The Battle of Blood River entered the Afrikaner psyche as a divinely-inspired victory, and December 16 became a public holiday in South Africa, celebrated each year with festivals, church services, and reenactments. The battle represented the victory of European civilization over the darkness of Africa, of Christianity over heathens. It helped justify white supremacy and the self-appointed right of Afrikaners to rule over, not apart from, the black tribes.

Yet the Battle of Blood River, in many ways, symbolized all that was wrong with the white settlement of southern Africa, and why that experiment failed. The Boers are to be praised for wanting to settle unoccupied land peacefully, and for seeking the friendship of neighboring peoples, but neither they nor their descendents understood that demography is the arbiter of nations. Those who form the majority population of a territory will rule that territory, no matter how powerful a ruling elite may be. They will determine its culture and society. A majority-European population will create a society that reflects European values and norms. A majority-African population will create a society that reflects African norms.

The Boers never understood this.
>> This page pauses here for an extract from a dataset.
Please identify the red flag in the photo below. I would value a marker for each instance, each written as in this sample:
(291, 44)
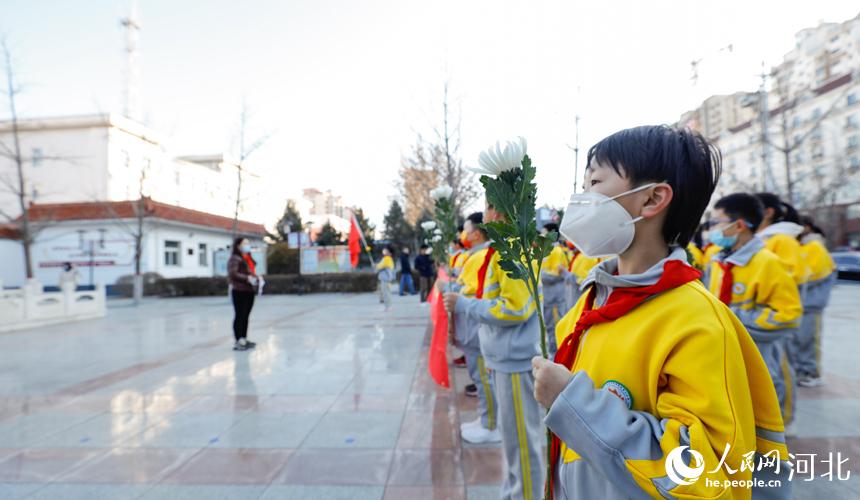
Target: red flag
(354, 242)
(437, 361)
Even at the Battle of Blood River they had at least 60 black servants and an indeterminate number of mixed-race servants, who helped load weapons. Parker, one of the Scotsman, had more than 100 black servants.

To the present day, the overwhelming majority of Afrikaners have black servants who work on farms, in factories, and in homes. Afrikaners failed to understand that by giving the native population the benefits of European civilization, blacks would grow in numbers and overwhelm their society. The Cape Colony and the original Boer republics, which were largely uninhabited by natives when they were settled by Europeans, are today home to tens of millions of Africans.

The Blood River vow

The Blood River vow.

The Church of the Vow, built by the Boers in 1840, still stands in the town of Pietermaritzburg, named after Piet Retief. But Pietermaritzburg, supposedly the symbol of the Boer victory over the Zulus, is today part of a municipality called Umgungundhlovo, named after Dingaan’s capital. It is also the capital of the South African province of Kwa-Zulu Natal, and its population is more than 95 percent black.

The Church of the Vow stands alone, graffiti-scarred and abandoned, in a dirty downtown slum. Its decay illustrates the fatal error made by the victors of the Battle of Blood River, that of ignoring the demographics of race. If whites had taken possession of those unoccupied lands and kept them for themselves alone the history of South Africa would have been entirely different.

If the Boers had inhabited and worked their own land rather than rely on black labor, the states they created might still be strong and independent today. Their decision to use non-white labor was a critical error that undid all of the sacrifices of the early pioneers.

The only way to maintain a civilization is for the majority to occupy its own land with its own people, and to do its own manual labor. This law governs the rise and fall of civilizations, and the victors of Blood River ignored it, to their cost.